Morgan guides us through her own personal experiences of distressing menstrual symptoms, and a crippling anxiety that seem to be worsened by them. Deservedly seeking to alleviate her physical and mental pain, she discovers a woeful lack of understanding of how hormones affect our mental health – of no surprise to me as a therapist specialising in pregnancy loss.

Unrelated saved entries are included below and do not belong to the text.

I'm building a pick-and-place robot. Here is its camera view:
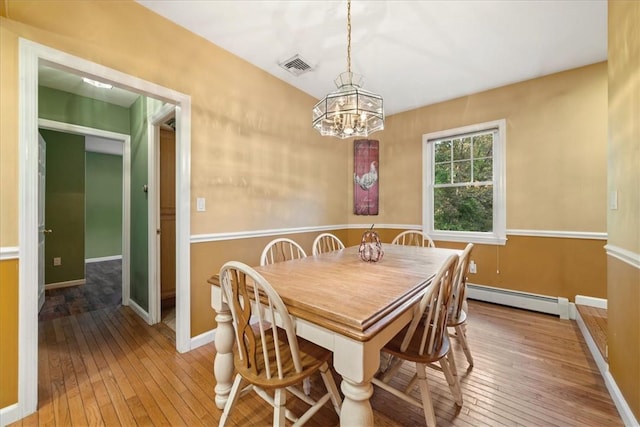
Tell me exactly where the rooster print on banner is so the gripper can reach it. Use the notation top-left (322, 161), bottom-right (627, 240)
top-left (353, 139), bottom-right (380, 215)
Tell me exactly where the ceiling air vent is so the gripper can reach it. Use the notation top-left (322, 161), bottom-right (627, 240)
top-left (279, 55), bottom-right (312, 76)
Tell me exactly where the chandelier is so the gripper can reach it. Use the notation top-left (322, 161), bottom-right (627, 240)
top-left (313, 0), bottom-right (384, 139)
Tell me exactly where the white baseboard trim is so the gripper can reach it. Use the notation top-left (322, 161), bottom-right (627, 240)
top-left (44, 279), bottom-right (87, 290)
top-left (191, 329), bottom-right (216, 350)
top-left (0, 403), bottom-right (22, 427)
top-left (126, 299), bottom-right (151, 325)
top-left (84, 255), bottom-right (122, 264)
top-left (576, 295), bottom-right (607, 310)
top-left (467, 283), bottom-right (570, 319)
top-left (576, 312), bottom-right (640, 427)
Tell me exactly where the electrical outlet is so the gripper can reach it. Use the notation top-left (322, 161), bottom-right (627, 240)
top-left (469, 260), bottom-right (478, 274)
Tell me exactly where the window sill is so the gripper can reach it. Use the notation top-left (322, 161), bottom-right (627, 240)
top-left (428, 232), bottom-right (507, 246)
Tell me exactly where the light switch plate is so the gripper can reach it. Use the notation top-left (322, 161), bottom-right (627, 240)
top-left (609, 190), bottom-right (618, 211)
top-left (196, 197), bottom-right (206, 212)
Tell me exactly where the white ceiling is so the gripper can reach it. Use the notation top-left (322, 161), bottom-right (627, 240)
top-left (38, 62), bottom-right (140, 108)
top-left (138, 0), bottom-right (607, 115)
top-left (40, 0), bottom-right (607, 115)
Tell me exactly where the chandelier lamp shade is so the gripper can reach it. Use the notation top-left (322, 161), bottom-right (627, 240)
top-left (313, 0), bottom-right (384, 139)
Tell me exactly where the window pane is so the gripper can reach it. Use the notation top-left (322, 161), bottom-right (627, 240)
top-left (435, 139), bottom-right (451, 163)
top-left (433, 185), bottom-right (493, 232)
top-left (433, 163), bottom-right (451, 184)
top-left (453, 160), bottom-right (471, 183)
top-left (473, 158), bottom-right (493, 182)
top-left (453, 137), bottom-right (471, 160)
top-left (473, 133), bottom-right (493, 157)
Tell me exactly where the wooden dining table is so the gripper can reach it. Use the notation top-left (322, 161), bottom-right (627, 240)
top-left (209, 245), bottom-right (462, 426)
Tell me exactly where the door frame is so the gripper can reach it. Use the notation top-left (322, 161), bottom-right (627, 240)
top-left (38, 119), bottom-right (131, 305)
top-left (147, 104), bottom-right (174, 324)
top-left (16, 38), bottom-right (191, 418)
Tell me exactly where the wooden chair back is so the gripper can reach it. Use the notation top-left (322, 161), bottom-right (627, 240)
top-left (391, 230), bottom-right (436, 248)
top-left (449, 243), bottom-right (473, 319)
top-left (220, 261), bottom-right (302, 385)
top-left (313, 233), bottom-right (344, 256)
top-left (400, 255), bottom-right (458, 356)
top-left (260, 237), bottom-right (307, 265)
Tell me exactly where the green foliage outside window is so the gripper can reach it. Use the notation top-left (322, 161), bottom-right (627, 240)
top-left (433, 132), bottom-right (493, 232)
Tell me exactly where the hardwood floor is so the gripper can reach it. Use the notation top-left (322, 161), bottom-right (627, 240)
top-left (576, 304), bottom-right (609, 362)
top-left (11, 301), bottom-right (622, 426)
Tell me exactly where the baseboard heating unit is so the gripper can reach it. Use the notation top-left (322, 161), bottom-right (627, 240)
top-left (467, 283), bottom-right (569, 319)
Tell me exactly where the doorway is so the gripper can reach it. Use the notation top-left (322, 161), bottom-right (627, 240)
top-left (17, 39), bottom-right (191, 416)
top-left (38, 119), bottom-right (131, 320)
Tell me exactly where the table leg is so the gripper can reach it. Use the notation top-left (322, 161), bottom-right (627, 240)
top-left (340, 377), bottom-right (373, 426)
top-left (213, 302), bottom-right (235, 409)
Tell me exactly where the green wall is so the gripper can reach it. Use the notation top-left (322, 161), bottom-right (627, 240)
top-left (38, 86), bottom-right (130, 134)
top-left (85, 151), bottom-right (122, 259)
top-left (130, 97), bottom-right (149, 310)
top-left (40, 129), bottom-right (85, 284)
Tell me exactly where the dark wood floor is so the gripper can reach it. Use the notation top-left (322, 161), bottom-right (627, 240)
top-left (38, 259), bottom-right (122, 321)
top-left (12, 301), bottom-right (622, 426)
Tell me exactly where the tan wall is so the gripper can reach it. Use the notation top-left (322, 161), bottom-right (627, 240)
top-left (607, 1), bottom-right (640, 420)
top-left (0, 259), bottom-right (18, 408)
top-left (349, 63), bottom-right (607, 301)
top-left (0, 1), bottom-right (348, 246)
top-left (349, 62), bottom-right (607, 232)
top-left (348, 228), bottom-right (607, 301)
top-left (0, 1), bottom-right (348, 407)
top-left (191, 230), bottom-right (347, 336)
top-left (607, 257), bottom-right (640, 420)
top-left (0, 1), bottom-right (606, 416)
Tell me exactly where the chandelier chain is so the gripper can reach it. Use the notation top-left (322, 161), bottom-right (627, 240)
top-left (347, 0), bottom-right (351, 72)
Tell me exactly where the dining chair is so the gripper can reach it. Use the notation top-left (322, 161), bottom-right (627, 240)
top-left (219, 261), bottom-right (342, 426)
top-left (313, 233), bottom-right (344, 256)
top-left (391, 230), bottom-right (436, 248)
top-left (372, 255), bottom-right (462, 427)
top-left (260, 237), bottom-right (307, 265)
top-left (260, 237), bottom-right (311, 396)
top-left (447, 243), bottom-right (473, 366)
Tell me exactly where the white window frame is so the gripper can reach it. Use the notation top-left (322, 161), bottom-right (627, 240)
top-left (422, 119), bottom-right (507, 245)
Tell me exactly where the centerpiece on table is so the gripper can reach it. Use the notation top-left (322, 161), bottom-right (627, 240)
top-left (358, 224), bottom-right (384, 262)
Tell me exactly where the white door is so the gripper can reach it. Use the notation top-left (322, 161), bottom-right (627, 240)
top-left (38, 133), bottom-right (50, 311)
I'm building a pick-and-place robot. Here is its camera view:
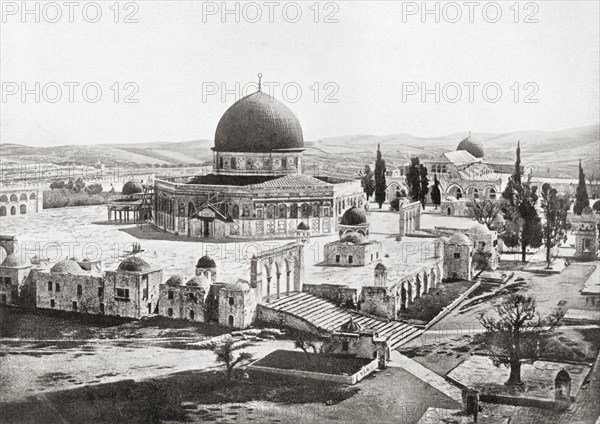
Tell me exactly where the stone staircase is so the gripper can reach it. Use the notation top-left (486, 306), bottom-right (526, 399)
top-left (262, 293), bottom-right (423, 350)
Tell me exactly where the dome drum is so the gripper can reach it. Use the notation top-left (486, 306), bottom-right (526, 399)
top-left (213, 91), bottom-right (304, 175)
top-left (213, 149), bottom-right (303, 175)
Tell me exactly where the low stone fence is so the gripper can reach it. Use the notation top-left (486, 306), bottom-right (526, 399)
top-left (246, 359), bottom-right (379, 385)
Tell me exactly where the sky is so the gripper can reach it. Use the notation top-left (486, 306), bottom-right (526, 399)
top-left (0, 0), bottom-right (600, 147)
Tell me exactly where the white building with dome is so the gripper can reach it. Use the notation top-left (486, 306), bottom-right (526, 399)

A golden thread throughout her well-researched - and amusing - musings is that of a persistent mythology that ‘has surrounded women’s bodies since time immemorial, positioning our natural processes like menstruation as dirty and dangerous’. While we may no longer be ‘hysterical’ as Freud may have described, we are now pejoratively dismissed as ‘hormonal’ when our moods, behaviours, or thoughts are deemed ‘excessive’.

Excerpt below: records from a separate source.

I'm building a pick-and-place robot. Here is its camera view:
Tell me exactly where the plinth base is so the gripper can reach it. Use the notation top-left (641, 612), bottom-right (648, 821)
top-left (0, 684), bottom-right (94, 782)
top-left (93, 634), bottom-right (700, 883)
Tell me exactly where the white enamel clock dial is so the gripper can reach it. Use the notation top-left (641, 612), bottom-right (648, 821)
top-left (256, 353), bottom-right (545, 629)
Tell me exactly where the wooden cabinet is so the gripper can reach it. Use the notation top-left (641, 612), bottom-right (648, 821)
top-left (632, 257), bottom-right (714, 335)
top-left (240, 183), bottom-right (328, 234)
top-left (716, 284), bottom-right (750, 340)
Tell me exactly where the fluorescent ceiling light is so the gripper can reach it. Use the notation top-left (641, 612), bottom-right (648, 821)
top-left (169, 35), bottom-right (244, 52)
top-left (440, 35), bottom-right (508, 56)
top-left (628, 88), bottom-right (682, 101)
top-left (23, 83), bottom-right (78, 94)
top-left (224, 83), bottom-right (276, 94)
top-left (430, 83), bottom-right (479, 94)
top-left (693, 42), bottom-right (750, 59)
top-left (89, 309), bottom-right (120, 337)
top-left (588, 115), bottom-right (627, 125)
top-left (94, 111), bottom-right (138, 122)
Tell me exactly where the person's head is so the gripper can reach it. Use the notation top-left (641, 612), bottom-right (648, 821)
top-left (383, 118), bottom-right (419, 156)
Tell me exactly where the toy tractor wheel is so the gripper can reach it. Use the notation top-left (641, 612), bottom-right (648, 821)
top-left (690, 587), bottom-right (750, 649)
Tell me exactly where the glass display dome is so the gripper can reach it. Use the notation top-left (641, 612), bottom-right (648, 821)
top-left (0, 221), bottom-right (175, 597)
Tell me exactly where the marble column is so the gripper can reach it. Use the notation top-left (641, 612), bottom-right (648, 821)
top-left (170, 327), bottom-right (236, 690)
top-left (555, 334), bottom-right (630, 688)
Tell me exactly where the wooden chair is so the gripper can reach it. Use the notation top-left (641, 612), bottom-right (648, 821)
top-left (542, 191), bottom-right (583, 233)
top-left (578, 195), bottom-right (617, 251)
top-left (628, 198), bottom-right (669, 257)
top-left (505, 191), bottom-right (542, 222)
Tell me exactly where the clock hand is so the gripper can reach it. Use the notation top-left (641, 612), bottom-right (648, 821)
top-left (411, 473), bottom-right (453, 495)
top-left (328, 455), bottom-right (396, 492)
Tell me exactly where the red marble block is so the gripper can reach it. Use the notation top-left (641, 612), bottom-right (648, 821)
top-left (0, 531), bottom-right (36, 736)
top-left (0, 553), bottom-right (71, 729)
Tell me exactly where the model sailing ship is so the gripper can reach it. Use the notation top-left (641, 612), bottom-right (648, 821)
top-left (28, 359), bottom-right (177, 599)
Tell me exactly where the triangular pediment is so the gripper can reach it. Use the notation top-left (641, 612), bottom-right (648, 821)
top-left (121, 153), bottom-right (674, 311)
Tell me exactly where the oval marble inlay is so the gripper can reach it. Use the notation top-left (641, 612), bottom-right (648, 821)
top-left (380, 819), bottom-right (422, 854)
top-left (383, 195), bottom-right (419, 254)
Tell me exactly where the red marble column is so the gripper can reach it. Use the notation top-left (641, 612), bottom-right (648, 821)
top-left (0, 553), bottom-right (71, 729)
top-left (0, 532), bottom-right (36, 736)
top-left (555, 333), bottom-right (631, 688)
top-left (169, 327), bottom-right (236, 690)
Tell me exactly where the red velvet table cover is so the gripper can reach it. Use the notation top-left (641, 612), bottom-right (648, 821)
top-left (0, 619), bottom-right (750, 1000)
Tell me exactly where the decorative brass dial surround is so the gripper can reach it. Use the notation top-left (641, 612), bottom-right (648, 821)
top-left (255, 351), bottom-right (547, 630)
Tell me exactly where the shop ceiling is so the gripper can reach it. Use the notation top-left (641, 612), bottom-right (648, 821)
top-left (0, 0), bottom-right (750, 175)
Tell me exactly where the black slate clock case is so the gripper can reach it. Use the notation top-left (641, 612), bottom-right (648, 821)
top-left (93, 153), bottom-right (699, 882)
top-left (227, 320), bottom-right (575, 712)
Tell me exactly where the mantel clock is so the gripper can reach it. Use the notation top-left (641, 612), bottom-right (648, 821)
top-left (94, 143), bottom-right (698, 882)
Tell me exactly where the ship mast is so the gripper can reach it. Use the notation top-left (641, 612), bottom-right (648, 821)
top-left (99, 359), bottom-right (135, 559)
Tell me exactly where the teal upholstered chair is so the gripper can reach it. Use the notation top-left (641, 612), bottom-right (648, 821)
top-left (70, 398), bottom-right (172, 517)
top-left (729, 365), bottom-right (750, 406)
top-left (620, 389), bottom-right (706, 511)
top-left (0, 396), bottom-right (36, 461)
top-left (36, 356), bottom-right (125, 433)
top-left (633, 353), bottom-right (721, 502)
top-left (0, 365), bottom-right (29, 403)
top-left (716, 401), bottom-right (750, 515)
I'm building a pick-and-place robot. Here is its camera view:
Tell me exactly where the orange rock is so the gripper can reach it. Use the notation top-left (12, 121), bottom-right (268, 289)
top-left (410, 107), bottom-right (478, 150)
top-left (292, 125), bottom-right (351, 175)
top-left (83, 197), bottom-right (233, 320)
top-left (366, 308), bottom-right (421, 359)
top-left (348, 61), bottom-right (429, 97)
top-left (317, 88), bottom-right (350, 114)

Such ‘othering’ discourse runs the risk of pitting women against their own bodies and can encourage us to seek ‘fixes’ – with synthetic hormones, anti-depressant medicines (and although she doesn’t mention this, in the USA there is a terrifying excess of unnecessary hysterectomies). While sympathetic to any woman’s attempt to alleviate her distress, and acknowledging the potentially powerful use of knowing that certain times of the month are linked to increased upset, Morgan also wants us to broaden our view: so rather than just feeling ‘hormonal’, maybe it’s kinder, and more accurate to think of our hormonal fluctuations as pre-disposing us to appropriate distress.
Hormonal makes for a compelling read, bursting with ideas and reflections upon women’s mental and physical health. She discusses published research, meets with pioneering doctors and weaves personal anecdotes, ending on an invigorating idea that was new to me: could it be that pre-menstrual tension is a subconscious means to vocalise a historical oppression? Could it be the means by which women can give voice to a rage that is legitimised for one week of every month? While I’ll have to think about that one, I do know that rage against reproductive injustice is what we need right now.